Boris Johnson says Vladimir Putin has launched 'unwinnable war' to serve his own ego

Vladimir Putin is condemning young Russians and Ukrainians to their deaths to avoid humiliation in an “unwinnable war”, Boris Johnson has said.

The Prime Minister said the Russian President was fighting in Ukraine “solely for his own vanity” and said the invasion was an “ego-driven mistake” which now had no clear strategic objective.

As Russia celebrated its annual Victory Day with a military parade in Moscow, Johnson said: “This is Putin’s unwinnable war. Russians are right to commemorate their heroic role in the defeat of Nazism.

"But Putin’s brutal attack on Ukraine shames Russia. His unwinnable war is being fought solely for his own vanity.”

Highlighting what he now sees as a key flaw in Putin’s attacks, he added: “At this stage there is simply no clear strategic objective."

Johnson continued: “He is now expending senselessly the lives of young Russians as well as innocent Ukrainians to avoid humiliation. I have always said Putin must fail and Putin will fail because this is an ego-driven mistake.”

Despite speculation that President Putin might use the Moscow parade to declare a military escalation in the conflict, there was no major announcement.

The event was scaled back because so much of Russia’s military hardware and troops are in action in Ukraine but Putin still used it to show off long-range nuclear missiles, tanks and ground-launched ballistic missiles.

Defence Secretary Ben Wallace said Russia is “mirroring the fascism and tyranny of 70 years ago” in a speech on the invasion of Ukraine.

Stressing that Russian generals involved in the Ukraine campaign should face war crime trials, Wallace said that they and Putin were mirroring the fascism and tyranny of 77 years ago and their invasion of Ukraine dishonoured the country’s military past.

He said. “He (Putin) must come to terms with how he has lost in the long run, and he’s absolutely lost.

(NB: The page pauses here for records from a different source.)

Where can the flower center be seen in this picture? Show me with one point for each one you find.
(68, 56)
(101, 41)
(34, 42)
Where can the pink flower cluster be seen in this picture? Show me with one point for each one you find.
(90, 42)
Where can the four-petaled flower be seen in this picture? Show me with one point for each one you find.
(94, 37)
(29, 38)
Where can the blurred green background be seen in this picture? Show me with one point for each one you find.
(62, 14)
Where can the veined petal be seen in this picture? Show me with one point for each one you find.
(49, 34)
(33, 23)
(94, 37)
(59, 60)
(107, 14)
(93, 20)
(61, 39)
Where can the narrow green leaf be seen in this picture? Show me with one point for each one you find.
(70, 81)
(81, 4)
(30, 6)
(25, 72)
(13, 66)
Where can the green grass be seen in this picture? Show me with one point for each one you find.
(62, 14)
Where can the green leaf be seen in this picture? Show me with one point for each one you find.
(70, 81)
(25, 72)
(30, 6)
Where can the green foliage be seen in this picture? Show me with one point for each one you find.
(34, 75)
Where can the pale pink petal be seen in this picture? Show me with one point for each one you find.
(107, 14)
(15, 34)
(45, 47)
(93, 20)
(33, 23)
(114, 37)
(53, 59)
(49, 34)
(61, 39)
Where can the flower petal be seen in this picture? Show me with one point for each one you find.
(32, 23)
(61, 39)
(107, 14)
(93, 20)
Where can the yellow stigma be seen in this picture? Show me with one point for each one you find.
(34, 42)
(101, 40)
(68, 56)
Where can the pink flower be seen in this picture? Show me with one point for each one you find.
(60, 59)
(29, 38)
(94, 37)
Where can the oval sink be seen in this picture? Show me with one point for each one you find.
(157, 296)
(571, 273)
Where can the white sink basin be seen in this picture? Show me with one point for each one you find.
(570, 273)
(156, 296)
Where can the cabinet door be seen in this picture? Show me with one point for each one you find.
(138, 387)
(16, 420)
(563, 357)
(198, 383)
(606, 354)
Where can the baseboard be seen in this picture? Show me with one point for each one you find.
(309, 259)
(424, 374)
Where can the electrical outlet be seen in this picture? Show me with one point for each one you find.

Russia is not what it was.”

The UK’s most recent estimate is that around 15,000 Russian troops have been killed in the invasion which started on February 24, with three or four times as many believed to have been wounded or incapacitated.

Tens of thousands of Ukraine civilians are also reported to have been killed, with Russians resorting to indiscriminate shelling and air strikes given the failure of ground forces to seize territory, particularly at the start of the military campaign. Thousands of Ukrainian soldiers have also been killed.